Supermarkets are characterised by their highly changeable need for refrigeration depending on the time of day or customer footfall. Besides the well-known basic requirements such as observing the permissible operating conditions and ensuring functional oil management, the capacity control must be tailored to the application for compressors to operate smoothly. The purpose of capacity control in parallel compounding is to cover minimum loads in order to minimise on-off cycles, especially in the lead compressor, and achieve a high control accuracy (CF) with minimal capacity changes per step, so as to lower operating costs and increase the reliability of the system.

In recent years, rationalisations in systems and installations have, in practice, often led to conflicting requirements in terms of high efficiency, low system complexity and low investment costs. Common consequences include unfavourable system performance and poorer operating reliability, such as due to:

  • a reduced number of compressors and/or excessively large compressors per suction group
  • active liquid injection with regular subsequent injections in lieu of an external desuperheater for the low temperature stage
  • low temperature capacity control with on-off cycles instead of capacity control with a frequency inverter
  • even stricter heat recovery requirements
  • heat recovery systems without storage tanks on the hot water side
  • less time needed for production, installation and commissioning
  • a reduced number of filter and oil changes
Image 1: Simplified depiction of the thermal application limits of a compressor for transcritical applications.
Image 1: Simplified depiction of the thermal application limits of a compressor for transcritical applications.

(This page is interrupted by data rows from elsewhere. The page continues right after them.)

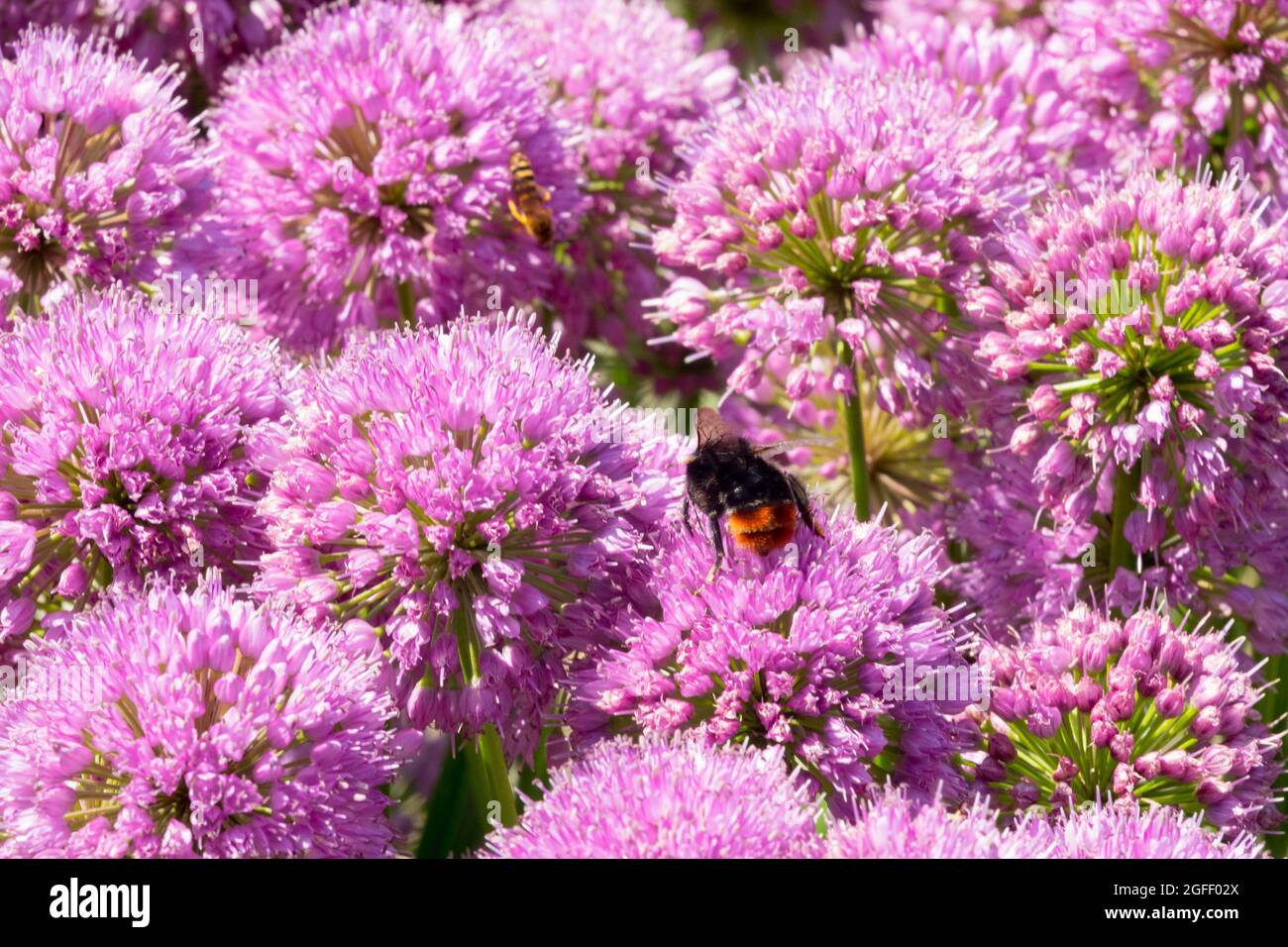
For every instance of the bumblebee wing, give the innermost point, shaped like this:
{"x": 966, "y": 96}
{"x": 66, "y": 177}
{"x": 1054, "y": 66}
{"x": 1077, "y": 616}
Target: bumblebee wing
{"x": 711, "y": 427}
{"x": 778, "y": 450}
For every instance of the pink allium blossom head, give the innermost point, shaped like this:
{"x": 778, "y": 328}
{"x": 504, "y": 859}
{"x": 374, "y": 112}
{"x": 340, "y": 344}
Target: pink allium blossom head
{"x": 809, "y": 648}
{"x": 635, "y": 93}
{"x": 460, "y": 493}
{"x": 1207, "y": 77}
{"x": 630, "y": 75}
{"x": 1129, "y": 830}
{"x": 364, "y": 171}
{"x": 202, "y": 725}
{"x": 98, "y": 169}
{"x": 668, "y": 799}
{"x": 133, "y": 441}
{"x": 841, "y": 205}
{"x": 772, "y": 33}
{"x": 1006, "y": 77}
{"x": 1099, "y": 709}
{"x": 893, "y": 825}
{"x": 1144, "y": 831}
{"x": 201, "y": 37}
{"x": 1145, "y": 325}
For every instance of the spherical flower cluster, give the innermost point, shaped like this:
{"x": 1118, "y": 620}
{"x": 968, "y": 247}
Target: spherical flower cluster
{"x": 840, "y": 206}
{"x": 134, "y": 441}
{"x": 638, "y": 90}
{"x": 197, "y": 724}
{"x": 1136, "y": 831}
{"x": 807, "y": 648}
{"x": 365, "y": 171}
{"x": 1098, "y": 709}
{"x": 1003, "y": 75}
{"x": 668, "y": 799}
{"x": 98, "y": 169}
{"x": 1145, "y": 325}
{"x": 636, "y": 93}
{"x": 1205, "y": 76}
{"x": 460, "y": 492}
{"x": 894, "y": 826}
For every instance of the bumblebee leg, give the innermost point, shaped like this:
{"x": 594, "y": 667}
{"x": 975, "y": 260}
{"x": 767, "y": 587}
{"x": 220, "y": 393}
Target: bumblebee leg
{"x": 802, "y": 499}
{"x": 717, "y": 541}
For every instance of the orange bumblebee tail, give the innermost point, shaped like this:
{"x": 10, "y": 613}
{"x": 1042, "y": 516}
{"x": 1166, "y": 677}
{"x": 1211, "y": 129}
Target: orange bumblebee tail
{"x": 764, "y": 528}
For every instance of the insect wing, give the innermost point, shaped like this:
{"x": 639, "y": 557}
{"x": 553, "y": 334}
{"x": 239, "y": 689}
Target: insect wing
{"x": 711, "y": 427}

The discharge gas temperature illustrates the effects on the lead compressor. A standard compound control system monitors the following variables independently of one another and features a safety cutout for the high pressure, discharge gas temperature, suction gas superheat, oil level and motor temperature. The permitted discharge gas temperature in particular depends on the pressure ratio, suction gas superheat, operating frequency, operating time and dynamics of the operation. A lower operating frequency and higher suction gas superheat can affect the thermal load of the compressor and lower its application limit. In image 1, dashed line 3 shows the maximum permitted discharge gas temperature (t max.) for an operating frequency of 25 Hz with suction gas superheat of 30 K. Highly unfavourable operating conditions for the lead compressor in the medium temperature stage are characterised by:

  • Daytime operation with lots of on-off cycles in the lag compressors and unstable (fluctuating) operating conditions brought about by low control accuracy
  • Night-time operation with low operating frequency and regular pump-down cycles with a high pressure ratio and high suction gas temperatures
  • Night-time operation with low operating frequency and a high number of on-off cycles, characterised by an active liquid injection before the lead compressor was shut down causing an excess of liquid refrigerant on the suction side during the restart delay

The conditions shown as examples indirectly affect the tribology of the compressor drive gear and can result in increased wear on the bearings. An excessively low control range and significant load or capacity changes result in instability in the overall system, especially when the control range of the lead compressor is unable to compensate for the drops in capacity caused by other compressors switching on and off. Control accuracy is used to describe this relationship. It is the difference between the capacity of the lead compressor at maximum and minimum frequency, divided by the capacity of the subsequent compressor (source: ASERCOM, see also www.bitzer.de/shared_media/html/kt-600/).

Case studies

Supermarket refrigeration systems are built with a primary focus on low investment costs and small system dimensions, as shown in the following example. The lead compressor 4JTE-15K-40P is equipped with a frequency inverter that can operate the compressor at between 30 Hz and 60 Hz. Two additional 4FTE-20K-40P fixed-speed reciprocating compressors have also been added to the compound system.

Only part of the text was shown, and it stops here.